Meneer Thijssen vroeg hoe ik omga met de proof of concept. Ik heb het RIVM, mede op verzoek van de Kamer, gevraagd naar het kwantitatief verband tussen de uitstoot door Tata Steel en de effecten op en de risico's voor de gezondheid van omwonenden. De resultaten van de onderzoeken moeten helpen bij de prioritering en afweging inzake de vraag welke emissiereducties in de IJmond behaald zouden moeten worden om de gezondheid afdoende te beschermen. Ik wil de uitkomsten graag gebruiken om op basis daarvan te bepalen waar het naartoe moet in de IJmond. Die uitkomsten ga ik ook gebruiken in de gesprekken over de maatwerkafspraken.

Mevrouw Van Esch vroeg om vaart te maken met de behandeling van het verbod met betrekking tot de Wet gewasbeschermingsmiddelen en biociden. Ik denk dat die eigenlijk in het mapje overig zou moeten passen. Die zal ik straks dus even beantwoorden.

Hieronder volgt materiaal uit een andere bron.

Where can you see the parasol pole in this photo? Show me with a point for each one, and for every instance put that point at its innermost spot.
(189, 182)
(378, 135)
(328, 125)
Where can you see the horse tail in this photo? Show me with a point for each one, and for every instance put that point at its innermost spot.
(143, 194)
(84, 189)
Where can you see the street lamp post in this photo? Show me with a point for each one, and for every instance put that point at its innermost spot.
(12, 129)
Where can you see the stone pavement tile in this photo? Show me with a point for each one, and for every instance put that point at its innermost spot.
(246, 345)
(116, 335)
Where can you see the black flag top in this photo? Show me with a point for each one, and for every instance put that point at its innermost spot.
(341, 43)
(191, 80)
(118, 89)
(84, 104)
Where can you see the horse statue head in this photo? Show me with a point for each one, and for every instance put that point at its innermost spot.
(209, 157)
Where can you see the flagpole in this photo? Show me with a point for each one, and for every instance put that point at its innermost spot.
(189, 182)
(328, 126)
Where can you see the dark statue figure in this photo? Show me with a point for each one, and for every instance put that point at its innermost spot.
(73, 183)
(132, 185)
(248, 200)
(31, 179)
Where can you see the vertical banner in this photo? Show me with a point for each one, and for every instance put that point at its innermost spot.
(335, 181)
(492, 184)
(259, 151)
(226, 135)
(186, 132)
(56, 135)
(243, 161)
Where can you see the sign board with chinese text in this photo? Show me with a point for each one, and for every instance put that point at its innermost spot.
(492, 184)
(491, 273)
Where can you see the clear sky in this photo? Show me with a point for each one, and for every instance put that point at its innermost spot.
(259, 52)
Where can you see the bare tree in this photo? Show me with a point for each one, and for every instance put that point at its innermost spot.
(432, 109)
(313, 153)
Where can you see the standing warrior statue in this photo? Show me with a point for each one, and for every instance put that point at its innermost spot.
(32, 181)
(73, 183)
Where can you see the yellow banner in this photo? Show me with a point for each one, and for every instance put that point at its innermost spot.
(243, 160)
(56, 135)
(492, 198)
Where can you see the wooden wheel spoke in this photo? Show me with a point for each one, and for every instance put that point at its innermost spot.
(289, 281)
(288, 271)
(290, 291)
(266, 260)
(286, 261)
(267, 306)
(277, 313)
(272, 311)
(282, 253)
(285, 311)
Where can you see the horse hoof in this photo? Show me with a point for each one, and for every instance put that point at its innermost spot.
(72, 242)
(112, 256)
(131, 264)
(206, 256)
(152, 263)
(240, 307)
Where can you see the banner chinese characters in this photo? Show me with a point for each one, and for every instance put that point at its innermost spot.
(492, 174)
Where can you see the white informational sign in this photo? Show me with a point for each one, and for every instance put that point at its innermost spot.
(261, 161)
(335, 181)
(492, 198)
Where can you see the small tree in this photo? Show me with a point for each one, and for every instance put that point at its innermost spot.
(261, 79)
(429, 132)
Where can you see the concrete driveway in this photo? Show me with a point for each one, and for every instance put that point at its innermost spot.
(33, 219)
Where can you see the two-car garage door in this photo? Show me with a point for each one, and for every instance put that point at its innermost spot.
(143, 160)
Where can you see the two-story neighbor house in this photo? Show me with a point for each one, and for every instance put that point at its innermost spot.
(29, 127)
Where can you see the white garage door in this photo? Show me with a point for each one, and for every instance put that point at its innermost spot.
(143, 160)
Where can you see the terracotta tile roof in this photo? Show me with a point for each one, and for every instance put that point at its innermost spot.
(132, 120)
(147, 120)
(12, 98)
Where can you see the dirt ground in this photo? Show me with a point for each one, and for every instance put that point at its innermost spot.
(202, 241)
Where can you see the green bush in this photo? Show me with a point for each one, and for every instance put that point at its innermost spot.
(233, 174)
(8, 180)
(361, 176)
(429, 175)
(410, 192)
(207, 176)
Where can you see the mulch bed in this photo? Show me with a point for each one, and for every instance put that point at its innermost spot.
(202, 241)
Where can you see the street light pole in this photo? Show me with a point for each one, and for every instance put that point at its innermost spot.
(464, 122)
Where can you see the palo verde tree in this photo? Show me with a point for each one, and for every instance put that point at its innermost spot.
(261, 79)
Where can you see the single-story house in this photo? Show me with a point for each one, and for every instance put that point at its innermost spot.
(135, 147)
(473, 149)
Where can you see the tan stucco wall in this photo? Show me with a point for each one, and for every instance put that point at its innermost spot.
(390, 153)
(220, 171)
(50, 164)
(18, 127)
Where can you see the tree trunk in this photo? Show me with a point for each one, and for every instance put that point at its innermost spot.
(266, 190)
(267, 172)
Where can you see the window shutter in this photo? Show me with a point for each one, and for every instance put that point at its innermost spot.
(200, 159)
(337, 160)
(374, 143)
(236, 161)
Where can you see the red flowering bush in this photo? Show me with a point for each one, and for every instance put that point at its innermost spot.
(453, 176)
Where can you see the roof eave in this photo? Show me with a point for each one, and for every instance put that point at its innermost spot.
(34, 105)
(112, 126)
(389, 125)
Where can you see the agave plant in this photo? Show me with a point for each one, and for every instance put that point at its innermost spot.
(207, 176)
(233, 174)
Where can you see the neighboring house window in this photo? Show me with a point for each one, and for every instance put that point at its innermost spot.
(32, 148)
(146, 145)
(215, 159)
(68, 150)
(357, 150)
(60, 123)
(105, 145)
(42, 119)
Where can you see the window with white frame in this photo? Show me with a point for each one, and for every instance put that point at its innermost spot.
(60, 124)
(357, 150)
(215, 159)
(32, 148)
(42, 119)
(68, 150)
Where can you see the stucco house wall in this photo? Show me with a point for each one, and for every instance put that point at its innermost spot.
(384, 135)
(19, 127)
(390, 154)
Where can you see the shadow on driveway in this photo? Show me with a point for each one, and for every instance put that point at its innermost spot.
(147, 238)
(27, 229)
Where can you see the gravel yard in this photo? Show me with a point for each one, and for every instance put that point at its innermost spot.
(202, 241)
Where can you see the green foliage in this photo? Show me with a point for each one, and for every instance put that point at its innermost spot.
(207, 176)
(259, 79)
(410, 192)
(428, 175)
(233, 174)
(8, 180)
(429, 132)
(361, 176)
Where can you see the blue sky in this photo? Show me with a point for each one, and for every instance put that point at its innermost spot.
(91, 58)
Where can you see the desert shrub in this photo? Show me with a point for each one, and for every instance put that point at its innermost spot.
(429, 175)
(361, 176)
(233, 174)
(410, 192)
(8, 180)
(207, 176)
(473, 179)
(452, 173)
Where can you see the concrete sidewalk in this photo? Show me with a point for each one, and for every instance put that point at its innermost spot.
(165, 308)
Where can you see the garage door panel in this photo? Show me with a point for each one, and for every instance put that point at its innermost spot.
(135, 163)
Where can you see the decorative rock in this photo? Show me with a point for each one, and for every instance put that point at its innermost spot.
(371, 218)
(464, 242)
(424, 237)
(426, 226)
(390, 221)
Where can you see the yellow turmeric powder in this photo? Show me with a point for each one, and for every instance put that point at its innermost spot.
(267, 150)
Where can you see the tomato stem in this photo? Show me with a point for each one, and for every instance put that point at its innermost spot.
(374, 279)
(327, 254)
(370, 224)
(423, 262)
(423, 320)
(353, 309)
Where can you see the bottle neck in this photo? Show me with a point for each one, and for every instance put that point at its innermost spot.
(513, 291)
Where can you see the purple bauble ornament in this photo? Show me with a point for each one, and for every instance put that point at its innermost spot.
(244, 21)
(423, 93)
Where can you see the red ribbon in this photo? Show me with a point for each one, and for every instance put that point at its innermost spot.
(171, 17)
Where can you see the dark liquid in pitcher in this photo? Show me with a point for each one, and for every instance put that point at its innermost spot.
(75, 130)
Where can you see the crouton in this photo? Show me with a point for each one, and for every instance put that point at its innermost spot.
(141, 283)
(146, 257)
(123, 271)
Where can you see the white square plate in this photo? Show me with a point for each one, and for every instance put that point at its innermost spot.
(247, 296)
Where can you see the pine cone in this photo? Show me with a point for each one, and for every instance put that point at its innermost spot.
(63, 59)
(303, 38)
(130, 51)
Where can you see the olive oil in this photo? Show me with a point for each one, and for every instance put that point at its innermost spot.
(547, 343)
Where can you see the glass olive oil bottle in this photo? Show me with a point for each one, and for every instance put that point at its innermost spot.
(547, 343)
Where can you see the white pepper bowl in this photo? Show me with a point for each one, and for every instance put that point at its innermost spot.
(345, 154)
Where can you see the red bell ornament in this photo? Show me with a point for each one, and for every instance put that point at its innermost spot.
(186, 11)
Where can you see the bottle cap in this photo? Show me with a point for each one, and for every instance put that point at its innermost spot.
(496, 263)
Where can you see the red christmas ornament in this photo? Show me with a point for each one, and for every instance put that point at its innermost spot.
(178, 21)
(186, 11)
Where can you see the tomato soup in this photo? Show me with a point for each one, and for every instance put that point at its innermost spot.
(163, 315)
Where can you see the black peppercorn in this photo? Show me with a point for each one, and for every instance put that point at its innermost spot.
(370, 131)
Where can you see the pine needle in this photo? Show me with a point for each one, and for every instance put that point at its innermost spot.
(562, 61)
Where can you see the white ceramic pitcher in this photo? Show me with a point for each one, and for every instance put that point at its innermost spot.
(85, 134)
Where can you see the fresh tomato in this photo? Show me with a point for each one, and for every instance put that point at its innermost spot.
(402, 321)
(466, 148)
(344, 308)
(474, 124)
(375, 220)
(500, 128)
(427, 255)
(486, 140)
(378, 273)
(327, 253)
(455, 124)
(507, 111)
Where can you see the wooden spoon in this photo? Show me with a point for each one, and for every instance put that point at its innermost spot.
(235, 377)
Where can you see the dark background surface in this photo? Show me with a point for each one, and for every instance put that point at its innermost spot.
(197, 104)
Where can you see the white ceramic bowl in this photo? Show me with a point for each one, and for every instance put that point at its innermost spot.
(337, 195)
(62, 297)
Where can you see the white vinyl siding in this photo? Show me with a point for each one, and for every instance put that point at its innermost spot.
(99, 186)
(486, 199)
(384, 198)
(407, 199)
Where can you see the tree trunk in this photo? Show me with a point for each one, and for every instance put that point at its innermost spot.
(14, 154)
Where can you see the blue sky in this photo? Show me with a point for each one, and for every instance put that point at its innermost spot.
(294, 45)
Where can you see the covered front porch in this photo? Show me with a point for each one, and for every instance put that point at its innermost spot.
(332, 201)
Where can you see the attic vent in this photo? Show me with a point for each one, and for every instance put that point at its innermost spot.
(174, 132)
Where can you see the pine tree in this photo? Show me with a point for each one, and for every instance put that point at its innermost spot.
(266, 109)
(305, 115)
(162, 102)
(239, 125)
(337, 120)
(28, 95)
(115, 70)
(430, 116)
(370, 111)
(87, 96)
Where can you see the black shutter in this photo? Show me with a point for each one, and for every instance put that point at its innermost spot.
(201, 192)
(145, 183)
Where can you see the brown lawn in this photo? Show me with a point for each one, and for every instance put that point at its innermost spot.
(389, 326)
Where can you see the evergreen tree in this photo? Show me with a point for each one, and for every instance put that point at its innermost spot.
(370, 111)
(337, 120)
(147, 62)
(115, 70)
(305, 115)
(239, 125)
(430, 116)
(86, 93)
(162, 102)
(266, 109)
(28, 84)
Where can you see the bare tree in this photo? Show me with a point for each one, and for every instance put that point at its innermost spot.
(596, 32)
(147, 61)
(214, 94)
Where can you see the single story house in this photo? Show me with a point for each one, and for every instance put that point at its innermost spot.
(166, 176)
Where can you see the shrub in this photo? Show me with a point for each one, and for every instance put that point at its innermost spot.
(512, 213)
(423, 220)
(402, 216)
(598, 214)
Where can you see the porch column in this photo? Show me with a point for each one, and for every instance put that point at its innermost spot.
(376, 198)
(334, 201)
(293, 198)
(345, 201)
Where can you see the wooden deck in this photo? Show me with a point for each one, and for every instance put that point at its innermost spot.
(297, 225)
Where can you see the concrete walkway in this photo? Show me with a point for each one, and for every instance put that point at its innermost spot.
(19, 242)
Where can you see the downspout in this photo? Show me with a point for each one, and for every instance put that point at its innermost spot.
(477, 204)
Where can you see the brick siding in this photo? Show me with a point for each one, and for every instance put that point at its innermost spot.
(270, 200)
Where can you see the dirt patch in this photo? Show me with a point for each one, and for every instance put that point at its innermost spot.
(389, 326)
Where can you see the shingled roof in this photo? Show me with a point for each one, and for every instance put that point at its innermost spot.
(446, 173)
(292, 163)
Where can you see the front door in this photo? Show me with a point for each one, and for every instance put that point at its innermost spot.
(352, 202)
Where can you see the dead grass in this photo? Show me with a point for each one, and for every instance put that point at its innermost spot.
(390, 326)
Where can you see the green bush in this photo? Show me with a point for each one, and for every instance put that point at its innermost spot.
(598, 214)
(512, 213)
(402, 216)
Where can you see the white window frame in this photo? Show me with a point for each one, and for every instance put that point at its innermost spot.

Ik wil toch even het volgende aanhalen met betrekking tot de vraag over de betrokkenheid van omwonenden. Dat is iets wat ik heel erg belangrijk vind. Sowieso hebben we in de IJmondregio te maken met hele betrokken omwonenden. Laatst heb ik een heel goed gesprek gehad met de vertegenwoordiging daarvan op het ministerie. Er was een grote afvaardiging van de spreekbuizen van de mensen die zich zorgen maken over de gezondheidstoestand rondom het terrein van Tata en over de leefbaarheid. Het valt mij steeds op dat die mensen ontzettend goed geïnformeerd zijn. Zij zijn zelf bijna experts. Ze weten, denk ik, meer over alle cijfertjes en feiten dan wij hier allemaal bij elkaar. Zij zijn heel blij met hoe het proces tot nu toe loopt. Zij voelen dat er stappen worden gezet en dat er betrokkenheid is, maar zij willen uiteraard wel positie hebben om een vinger aan de pols te blijven houden.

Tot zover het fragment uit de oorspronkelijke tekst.